Vietnam’s largest international airport, Tan Son Nhat, is situated a convenient eight-mile hop from the heart of Ho Chi Minh City. Ton Son Nhat connects straight to Australia, Europe and many other Asian countries including Bangkok and Singapore.
Both of Vietnam’s cross-border rail entry points are situated on the northern border with China, so visitors that do enter the country via train face a 35-hour journey after they board the Reunification Express in the northern capital city of Hanoi. While the prospect of a 35-hour journey may sound daunting to some, a ride along Reunification line provides a unique opportunity for visitors to absorb some of Vietnam’s stunning scenery. Saigon Train Station (Gah Sài Gòn) is located in the northwest of the city center.
The majority of visitors that enter Southern Vietnam by bus do so via the Cambodia border crossing at Moc Bai (Bavet on the Cambodia side). There are multiple bus companies that run this fast and affordable services avery day.
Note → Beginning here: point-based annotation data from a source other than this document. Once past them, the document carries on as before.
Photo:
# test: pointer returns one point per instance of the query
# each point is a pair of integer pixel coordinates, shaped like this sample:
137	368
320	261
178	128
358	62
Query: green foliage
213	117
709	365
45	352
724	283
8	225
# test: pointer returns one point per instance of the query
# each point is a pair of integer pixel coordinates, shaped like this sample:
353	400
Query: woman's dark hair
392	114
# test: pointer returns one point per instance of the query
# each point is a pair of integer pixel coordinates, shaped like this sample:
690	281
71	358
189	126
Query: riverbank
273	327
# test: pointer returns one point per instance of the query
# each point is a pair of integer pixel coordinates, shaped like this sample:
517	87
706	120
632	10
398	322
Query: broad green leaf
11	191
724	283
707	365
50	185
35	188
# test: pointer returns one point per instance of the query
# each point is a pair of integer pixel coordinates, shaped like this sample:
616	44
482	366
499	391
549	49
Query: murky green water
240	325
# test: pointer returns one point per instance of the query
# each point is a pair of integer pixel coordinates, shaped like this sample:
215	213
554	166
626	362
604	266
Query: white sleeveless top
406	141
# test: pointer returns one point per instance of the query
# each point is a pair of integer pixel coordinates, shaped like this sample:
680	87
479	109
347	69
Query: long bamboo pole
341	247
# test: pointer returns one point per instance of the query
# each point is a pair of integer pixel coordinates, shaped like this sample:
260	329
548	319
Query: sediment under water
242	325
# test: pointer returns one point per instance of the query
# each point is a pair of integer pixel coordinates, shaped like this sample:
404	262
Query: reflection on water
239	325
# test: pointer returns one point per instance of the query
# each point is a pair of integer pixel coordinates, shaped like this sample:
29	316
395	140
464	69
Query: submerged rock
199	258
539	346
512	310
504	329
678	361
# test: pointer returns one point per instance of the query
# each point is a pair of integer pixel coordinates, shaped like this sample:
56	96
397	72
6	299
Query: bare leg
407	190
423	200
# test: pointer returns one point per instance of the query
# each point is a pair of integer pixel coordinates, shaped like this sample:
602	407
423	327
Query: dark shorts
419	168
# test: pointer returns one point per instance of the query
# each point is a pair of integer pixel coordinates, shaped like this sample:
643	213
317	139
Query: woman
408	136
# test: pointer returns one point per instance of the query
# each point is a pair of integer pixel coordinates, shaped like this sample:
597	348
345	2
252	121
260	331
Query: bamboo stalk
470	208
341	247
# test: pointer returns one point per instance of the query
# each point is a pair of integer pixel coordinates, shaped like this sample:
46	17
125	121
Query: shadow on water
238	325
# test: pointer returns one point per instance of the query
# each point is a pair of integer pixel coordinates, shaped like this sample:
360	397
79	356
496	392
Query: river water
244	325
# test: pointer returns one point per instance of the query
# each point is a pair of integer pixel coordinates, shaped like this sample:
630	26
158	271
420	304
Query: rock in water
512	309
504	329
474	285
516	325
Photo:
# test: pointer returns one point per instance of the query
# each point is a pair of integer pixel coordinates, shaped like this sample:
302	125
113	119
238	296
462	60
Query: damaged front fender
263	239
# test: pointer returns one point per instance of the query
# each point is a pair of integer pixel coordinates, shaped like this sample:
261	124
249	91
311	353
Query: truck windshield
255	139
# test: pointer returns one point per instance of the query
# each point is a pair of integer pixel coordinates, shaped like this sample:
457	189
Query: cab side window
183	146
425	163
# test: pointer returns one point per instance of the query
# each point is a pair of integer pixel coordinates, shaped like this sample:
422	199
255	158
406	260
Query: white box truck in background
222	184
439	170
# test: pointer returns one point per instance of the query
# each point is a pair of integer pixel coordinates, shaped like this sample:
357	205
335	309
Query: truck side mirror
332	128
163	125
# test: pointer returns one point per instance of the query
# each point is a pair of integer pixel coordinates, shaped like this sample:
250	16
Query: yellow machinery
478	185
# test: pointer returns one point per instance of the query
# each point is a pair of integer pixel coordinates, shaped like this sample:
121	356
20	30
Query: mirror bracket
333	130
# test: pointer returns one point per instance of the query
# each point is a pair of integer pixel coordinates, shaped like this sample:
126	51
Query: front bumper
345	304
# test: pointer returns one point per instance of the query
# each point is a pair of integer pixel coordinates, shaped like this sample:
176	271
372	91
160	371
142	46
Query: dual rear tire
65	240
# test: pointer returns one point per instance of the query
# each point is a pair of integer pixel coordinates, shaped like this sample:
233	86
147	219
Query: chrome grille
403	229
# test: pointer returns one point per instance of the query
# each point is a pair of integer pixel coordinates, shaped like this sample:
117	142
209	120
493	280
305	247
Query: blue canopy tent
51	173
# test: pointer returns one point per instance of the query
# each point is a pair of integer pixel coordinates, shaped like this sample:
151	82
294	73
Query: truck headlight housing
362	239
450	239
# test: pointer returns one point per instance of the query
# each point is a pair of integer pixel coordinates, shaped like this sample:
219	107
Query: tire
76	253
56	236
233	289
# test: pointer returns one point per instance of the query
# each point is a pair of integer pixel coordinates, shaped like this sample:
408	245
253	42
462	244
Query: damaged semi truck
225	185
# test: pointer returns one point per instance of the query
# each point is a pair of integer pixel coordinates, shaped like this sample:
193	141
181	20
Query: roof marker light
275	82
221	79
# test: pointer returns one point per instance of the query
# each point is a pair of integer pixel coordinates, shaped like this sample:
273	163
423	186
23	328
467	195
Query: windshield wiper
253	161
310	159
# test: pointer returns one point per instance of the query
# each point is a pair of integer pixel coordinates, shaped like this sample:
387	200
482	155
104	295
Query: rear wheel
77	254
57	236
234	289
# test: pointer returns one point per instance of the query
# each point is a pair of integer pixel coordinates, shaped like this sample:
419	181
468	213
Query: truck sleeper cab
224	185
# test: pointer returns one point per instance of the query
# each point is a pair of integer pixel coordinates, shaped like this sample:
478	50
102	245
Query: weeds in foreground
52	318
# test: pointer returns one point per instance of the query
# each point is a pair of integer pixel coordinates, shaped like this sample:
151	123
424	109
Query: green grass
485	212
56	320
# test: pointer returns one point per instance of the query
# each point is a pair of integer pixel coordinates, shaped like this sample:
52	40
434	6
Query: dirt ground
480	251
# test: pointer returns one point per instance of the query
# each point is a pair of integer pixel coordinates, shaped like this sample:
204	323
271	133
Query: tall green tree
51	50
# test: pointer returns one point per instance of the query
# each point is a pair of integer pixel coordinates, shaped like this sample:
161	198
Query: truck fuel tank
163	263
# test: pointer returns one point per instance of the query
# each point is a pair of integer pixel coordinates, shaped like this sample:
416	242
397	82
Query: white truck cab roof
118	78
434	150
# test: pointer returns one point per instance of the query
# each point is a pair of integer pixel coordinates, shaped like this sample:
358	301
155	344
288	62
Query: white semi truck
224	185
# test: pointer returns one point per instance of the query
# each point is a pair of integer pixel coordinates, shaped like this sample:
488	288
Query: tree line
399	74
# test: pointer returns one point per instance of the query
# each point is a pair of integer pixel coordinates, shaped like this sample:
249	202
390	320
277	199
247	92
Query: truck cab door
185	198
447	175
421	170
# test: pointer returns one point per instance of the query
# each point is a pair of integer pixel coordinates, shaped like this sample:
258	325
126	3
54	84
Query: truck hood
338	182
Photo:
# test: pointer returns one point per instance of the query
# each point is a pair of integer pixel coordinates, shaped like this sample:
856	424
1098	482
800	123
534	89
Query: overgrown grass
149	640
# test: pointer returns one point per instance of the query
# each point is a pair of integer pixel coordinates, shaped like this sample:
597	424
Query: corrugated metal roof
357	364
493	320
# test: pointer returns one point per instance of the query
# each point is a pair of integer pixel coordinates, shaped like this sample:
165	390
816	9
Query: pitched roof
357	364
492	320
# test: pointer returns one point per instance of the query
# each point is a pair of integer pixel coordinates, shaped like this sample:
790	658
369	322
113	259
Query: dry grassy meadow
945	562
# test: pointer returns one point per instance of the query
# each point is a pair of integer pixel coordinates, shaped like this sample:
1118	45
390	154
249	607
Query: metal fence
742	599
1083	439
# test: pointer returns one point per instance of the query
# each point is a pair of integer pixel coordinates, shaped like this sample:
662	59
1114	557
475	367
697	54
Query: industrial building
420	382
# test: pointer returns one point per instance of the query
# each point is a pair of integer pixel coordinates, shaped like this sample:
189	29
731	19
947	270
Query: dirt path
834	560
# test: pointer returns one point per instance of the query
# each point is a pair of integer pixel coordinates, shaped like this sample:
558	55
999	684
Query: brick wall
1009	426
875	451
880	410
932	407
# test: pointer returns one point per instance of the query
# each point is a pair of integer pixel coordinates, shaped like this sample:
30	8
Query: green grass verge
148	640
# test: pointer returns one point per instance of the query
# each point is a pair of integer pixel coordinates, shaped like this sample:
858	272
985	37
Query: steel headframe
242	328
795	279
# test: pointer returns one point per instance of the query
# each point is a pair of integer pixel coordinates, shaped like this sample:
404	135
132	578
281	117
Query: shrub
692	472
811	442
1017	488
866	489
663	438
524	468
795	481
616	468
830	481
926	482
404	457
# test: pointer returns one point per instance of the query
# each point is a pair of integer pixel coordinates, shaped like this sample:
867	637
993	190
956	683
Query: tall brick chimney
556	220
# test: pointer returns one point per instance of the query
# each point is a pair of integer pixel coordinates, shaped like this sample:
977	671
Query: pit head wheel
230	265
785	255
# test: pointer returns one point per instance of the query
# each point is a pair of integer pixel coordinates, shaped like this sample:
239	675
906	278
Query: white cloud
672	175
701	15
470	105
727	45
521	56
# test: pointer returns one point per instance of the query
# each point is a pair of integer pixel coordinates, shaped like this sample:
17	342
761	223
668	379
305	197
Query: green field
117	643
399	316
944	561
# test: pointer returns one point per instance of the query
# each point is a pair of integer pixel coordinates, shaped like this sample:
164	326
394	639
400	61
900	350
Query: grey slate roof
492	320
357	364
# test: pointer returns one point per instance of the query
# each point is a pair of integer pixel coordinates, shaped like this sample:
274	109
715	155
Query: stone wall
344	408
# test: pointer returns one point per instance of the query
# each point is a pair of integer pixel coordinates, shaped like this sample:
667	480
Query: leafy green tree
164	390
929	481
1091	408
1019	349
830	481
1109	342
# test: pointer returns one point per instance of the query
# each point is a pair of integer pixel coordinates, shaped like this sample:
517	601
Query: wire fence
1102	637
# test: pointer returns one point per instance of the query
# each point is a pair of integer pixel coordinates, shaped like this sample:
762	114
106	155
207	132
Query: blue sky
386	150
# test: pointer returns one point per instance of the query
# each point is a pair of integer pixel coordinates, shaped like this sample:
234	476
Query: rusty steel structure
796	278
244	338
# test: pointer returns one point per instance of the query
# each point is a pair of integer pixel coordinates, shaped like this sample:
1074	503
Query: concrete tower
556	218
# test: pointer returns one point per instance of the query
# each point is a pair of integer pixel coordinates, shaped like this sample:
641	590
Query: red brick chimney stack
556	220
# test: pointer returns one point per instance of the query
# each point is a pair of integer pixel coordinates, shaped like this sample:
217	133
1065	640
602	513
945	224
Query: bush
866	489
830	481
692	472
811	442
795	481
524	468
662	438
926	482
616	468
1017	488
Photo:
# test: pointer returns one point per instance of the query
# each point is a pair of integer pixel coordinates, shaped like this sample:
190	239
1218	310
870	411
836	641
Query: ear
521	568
Southern Vietnam is also served by the Xa Xia/ Prek Chank border with Cambodia, with buses running between Vietnam’s Ha Tien and Cambodian cities like Phnom Penh and Sihanoukville. Buses are often an economical way for travelers to cross borders between Cambodia and Vietnam, but it is still essential to gain a visa before you arrive at the Vietnamese border.
Visitors that enjoy the open water experience many prefer to enter Vietnam via one of the river crossing links that connects Cambodia’s capital, Phnom Penh, with the Vietnamese capital of Chau Doc. Travelers can opt for the fast or slow service, with the average journey time lasting five hours.